Selon la quatrième édition de « l'Observatoire de la confiance climatique » publié par HSBC, le changement climatique demeure, globalement, l'une des grandes préoccupations en 2010. Surtout dans les pays émergents, notamment en Asie où un quart à un tiers de la population place le sujet au premier rang de ses inquiétudes.

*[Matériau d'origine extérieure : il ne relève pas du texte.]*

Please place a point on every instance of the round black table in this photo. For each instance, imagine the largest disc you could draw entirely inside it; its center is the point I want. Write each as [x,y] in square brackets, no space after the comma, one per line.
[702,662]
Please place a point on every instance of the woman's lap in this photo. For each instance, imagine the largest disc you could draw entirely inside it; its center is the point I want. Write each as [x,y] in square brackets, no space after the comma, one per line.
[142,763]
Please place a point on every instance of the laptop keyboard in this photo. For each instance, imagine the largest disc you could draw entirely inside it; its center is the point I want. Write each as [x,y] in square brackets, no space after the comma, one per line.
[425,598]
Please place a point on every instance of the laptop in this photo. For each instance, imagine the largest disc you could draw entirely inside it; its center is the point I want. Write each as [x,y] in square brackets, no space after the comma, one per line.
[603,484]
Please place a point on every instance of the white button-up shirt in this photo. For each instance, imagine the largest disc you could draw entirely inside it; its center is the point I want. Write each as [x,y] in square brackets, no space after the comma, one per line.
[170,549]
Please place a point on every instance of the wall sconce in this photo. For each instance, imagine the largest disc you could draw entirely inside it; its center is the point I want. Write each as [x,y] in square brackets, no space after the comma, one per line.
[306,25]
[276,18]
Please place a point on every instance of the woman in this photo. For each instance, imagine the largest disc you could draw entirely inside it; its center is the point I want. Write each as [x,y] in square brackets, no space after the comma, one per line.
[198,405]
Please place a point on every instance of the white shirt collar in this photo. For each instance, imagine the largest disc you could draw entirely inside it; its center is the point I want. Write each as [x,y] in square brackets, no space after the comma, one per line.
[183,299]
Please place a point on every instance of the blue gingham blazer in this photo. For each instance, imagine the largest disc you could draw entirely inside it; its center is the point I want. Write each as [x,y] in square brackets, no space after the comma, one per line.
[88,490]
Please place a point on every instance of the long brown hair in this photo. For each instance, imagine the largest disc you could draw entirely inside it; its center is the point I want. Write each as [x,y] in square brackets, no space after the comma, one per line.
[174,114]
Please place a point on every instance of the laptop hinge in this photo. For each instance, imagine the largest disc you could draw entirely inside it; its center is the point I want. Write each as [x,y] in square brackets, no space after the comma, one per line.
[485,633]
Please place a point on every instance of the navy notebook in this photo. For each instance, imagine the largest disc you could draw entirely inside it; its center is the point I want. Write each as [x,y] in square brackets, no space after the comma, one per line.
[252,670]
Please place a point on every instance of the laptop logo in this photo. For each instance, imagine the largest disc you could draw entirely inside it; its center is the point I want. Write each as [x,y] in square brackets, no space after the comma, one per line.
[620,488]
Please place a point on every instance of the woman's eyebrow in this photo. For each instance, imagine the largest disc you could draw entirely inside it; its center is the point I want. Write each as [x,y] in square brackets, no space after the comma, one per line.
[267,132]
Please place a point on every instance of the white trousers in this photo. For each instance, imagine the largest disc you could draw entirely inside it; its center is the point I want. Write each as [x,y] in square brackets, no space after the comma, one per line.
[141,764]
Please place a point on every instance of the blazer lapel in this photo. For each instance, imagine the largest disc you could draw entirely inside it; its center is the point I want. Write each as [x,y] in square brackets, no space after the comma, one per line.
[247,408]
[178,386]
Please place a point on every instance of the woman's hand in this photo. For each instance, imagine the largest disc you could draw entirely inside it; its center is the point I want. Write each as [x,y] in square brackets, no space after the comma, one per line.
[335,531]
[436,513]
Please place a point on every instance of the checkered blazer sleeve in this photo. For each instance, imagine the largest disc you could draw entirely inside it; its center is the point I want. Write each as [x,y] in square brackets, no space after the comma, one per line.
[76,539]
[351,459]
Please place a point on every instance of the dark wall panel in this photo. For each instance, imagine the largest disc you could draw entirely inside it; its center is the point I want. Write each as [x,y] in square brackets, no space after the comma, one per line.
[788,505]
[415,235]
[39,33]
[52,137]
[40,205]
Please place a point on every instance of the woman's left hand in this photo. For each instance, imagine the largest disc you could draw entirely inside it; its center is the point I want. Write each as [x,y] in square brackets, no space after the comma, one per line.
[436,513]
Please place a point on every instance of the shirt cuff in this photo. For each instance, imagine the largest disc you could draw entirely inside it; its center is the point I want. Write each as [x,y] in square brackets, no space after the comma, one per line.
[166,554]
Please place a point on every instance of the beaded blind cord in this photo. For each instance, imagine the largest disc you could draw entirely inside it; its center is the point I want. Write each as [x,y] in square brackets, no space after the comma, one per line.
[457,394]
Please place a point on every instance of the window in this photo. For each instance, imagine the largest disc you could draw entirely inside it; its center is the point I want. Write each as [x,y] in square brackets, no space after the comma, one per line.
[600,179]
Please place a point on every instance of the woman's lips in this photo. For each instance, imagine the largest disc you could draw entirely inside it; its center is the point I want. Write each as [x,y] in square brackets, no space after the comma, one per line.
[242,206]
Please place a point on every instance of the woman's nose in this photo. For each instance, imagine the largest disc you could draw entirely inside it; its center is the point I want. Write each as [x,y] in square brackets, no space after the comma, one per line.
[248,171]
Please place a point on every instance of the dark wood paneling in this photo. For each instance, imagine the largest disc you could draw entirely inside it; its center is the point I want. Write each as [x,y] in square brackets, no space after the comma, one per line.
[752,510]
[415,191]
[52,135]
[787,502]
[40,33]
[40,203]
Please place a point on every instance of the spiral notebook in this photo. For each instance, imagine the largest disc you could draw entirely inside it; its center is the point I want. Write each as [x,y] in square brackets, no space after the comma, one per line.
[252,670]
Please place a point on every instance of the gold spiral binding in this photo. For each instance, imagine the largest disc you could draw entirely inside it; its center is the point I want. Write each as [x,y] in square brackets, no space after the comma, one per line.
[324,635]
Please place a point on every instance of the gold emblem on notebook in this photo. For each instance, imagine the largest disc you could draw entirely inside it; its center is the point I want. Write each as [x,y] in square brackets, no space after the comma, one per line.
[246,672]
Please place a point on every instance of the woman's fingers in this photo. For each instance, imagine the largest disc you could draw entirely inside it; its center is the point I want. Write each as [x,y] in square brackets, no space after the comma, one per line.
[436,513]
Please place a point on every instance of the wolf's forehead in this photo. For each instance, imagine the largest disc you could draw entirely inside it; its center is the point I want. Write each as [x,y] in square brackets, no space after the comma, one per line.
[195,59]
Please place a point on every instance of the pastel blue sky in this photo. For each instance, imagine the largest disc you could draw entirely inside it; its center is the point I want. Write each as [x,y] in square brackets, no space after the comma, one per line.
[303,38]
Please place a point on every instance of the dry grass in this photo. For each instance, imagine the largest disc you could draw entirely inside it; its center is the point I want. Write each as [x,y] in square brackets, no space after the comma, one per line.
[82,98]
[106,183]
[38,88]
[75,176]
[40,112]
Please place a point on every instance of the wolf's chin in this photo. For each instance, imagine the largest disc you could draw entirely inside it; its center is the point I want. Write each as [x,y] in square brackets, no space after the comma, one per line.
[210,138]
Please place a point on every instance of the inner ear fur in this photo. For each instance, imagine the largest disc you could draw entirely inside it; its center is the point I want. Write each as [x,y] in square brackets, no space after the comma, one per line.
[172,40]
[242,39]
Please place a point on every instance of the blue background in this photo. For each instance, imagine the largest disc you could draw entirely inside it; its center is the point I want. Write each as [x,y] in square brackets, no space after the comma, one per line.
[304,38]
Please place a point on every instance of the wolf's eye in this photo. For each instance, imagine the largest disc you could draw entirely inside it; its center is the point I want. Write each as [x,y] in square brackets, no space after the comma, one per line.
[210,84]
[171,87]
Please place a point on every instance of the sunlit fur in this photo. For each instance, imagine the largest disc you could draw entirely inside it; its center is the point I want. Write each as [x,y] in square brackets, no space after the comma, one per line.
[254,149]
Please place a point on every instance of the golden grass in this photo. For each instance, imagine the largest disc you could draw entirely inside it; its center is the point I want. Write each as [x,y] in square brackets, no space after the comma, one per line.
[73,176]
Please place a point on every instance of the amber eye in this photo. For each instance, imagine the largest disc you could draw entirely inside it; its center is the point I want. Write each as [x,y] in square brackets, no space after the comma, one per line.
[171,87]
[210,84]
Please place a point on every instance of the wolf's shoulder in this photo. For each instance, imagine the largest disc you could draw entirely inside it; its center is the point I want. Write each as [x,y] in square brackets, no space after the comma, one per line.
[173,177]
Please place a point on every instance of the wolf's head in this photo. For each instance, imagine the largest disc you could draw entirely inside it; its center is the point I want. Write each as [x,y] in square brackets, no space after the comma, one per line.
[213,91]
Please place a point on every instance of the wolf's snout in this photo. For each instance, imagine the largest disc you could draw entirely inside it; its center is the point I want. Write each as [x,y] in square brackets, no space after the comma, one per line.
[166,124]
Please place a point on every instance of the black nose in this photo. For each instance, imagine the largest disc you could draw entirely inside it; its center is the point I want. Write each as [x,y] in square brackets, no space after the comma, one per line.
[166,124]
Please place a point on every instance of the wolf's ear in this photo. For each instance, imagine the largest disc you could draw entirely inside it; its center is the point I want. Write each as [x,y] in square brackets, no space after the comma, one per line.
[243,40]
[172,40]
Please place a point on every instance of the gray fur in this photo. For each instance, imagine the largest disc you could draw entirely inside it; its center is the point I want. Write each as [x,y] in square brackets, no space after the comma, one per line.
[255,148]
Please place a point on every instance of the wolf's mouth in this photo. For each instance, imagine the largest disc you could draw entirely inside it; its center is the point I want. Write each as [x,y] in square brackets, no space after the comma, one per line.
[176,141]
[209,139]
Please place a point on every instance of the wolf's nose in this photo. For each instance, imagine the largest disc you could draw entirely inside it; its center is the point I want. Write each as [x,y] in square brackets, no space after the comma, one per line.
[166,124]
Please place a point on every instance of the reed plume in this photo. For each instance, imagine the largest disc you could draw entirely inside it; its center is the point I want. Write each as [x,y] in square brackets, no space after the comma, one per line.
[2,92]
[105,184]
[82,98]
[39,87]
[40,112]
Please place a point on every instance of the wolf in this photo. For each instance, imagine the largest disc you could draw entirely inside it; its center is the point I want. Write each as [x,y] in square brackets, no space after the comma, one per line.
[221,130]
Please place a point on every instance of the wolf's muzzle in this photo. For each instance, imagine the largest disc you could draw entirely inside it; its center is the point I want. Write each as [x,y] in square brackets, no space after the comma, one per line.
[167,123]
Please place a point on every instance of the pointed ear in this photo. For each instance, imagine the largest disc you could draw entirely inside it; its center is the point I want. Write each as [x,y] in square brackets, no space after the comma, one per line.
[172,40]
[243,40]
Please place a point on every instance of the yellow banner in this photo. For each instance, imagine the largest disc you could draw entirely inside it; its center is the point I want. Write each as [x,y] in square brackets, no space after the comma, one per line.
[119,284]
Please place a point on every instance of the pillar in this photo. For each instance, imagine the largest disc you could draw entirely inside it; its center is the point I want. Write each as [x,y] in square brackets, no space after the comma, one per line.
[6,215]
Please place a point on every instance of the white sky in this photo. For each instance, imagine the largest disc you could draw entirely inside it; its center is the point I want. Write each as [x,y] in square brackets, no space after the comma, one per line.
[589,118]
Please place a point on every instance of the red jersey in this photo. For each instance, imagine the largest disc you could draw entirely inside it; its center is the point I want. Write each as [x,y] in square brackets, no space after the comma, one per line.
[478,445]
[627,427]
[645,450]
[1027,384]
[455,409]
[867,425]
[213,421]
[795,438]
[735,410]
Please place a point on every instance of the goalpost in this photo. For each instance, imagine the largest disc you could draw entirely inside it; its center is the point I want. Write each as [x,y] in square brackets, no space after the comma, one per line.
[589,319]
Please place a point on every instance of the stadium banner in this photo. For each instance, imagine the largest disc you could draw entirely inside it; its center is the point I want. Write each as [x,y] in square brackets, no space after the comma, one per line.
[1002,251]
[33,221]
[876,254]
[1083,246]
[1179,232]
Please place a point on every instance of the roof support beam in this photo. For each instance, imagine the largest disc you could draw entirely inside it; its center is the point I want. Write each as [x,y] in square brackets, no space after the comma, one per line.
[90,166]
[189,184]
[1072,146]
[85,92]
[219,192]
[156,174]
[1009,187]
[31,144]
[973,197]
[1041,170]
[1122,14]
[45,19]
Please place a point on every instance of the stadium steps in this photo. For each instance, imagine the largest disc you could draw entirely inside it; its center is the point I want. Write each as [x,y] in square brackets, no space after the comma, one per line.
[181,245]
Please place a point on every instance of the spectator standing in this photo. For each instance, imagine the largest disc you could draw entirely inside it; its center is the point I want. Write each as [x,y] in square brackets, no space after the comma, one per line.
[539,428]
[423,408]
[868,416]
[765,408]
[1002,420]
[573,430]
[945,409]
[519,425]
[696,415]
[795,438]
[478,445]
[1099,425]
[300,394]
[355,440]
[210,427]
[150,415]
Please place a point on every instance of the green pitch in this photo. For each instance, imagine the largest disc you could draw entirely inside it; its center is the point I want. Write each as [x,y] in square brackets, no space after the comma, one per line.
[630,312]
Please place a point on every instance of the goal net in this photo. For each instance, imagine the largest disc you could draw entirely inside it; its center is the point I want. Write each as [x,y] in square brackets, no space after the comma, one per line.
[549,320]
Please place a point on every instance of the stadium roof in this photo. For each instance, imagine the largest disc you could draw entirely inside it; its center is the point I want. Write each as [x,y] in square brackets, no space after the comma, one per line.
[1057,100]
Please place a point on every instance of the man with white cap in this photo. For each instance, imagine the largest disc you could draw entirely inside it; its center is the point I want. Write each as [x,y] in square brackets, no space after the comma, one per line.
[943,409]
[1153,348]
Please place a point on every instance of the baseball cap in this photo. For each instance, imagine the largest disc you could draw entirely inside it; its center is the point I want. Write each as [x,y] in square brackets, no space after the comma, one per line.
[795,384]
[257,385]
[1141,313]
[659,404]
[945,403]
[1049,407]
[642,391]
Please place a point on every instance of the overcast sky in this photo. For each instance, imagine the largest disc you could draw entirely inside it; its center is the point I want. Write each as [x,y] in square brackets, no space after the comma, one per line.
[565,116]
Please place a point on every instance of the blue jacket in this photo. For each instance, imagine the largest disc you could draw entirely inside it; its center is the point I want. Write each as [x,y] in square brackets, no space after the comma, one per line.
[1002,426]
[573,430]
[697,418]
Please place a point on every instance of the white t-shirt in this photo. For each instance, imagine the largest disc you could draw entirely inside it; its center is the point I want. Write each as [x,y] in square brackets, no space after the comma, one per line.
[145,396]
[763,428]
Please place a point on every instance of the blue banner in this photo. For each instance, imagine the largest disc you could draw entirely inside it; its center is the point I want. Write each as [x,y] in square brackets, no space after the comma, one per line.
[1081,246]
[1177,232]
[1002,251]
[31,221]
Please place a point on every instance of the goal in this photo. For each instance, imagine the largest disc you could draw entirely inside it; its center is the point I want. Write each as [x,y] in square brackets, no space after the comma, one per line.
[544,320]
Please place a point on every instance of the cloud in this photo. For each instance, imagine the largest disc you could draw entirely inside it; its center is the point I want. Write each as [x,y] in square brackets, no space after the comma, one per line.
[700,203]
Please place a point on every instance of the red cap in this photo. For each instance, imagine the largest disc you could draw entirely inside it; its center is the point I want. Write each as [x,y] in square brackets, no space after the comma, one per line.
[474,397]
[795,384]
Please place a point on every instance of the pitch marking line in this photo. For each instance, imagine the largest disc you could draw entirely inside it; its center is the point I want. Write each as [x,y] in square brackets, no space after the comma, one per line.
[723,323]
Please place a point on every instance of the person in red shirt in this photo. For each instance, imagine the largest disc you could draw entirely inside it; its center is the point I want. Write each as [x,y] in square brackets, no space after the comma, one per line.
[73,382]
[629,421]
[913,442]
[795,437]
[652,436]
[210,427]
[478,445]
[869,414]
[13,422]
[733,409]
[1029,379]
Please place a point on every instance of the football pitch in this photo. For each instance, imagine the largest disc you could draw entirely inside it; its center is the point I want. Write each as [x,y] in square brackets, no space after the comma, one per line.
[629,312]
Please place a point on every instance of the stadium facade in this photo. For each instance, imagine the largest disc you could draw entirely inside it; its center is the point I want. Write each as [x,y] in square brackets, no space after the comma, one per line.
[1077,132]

Aux États-Unis, au Royaume-Uni ou en France, ce pourcentage tombe à 10 %. En outre, dans ces pays, une personne sur cinq seulement fait confiance aux principales parties prenantes - à commencer par les gouvernements - pour prendre des mesures ad-hoc et une sur vingt pense qu'on peut encore endiguer le phénomène.

Le pessimisme est moins répandu dans les pays émergents, dont les habitants sont par ailleurs plus disposés à agir à un niveau individuel pour contribuer à lutter contre le changement climatique. En Europe, et singulièrement dans l'Hexatone, ce groupe s'est réduit comme peau de chagrin en un an et ne rassemble plus que 31 % des sondés, contre 64 % en Chine.

La croissance verte séduit

En revanche, en France, en Allemagne, au Royaume-Uni, mais aussi à Hong Kong, Singapour ou au Canada, les attentes sont fortes vis-à-vis des entreprises. 73 % des Français et 67 % des Allemands souhaiteraient que les entreprises investissent davantage dans la lutte contre le changement climatique. Ils pensent d'ailleurs que ces investissements contribueront à la prospérité de l'économie nationale et à la création d'emplois. 41 % des Allemands et 34 % des Français misent sur la croissance verte. Contre 56 % des Brésiliens et des Indiens et 48 % des Chinois... D. P.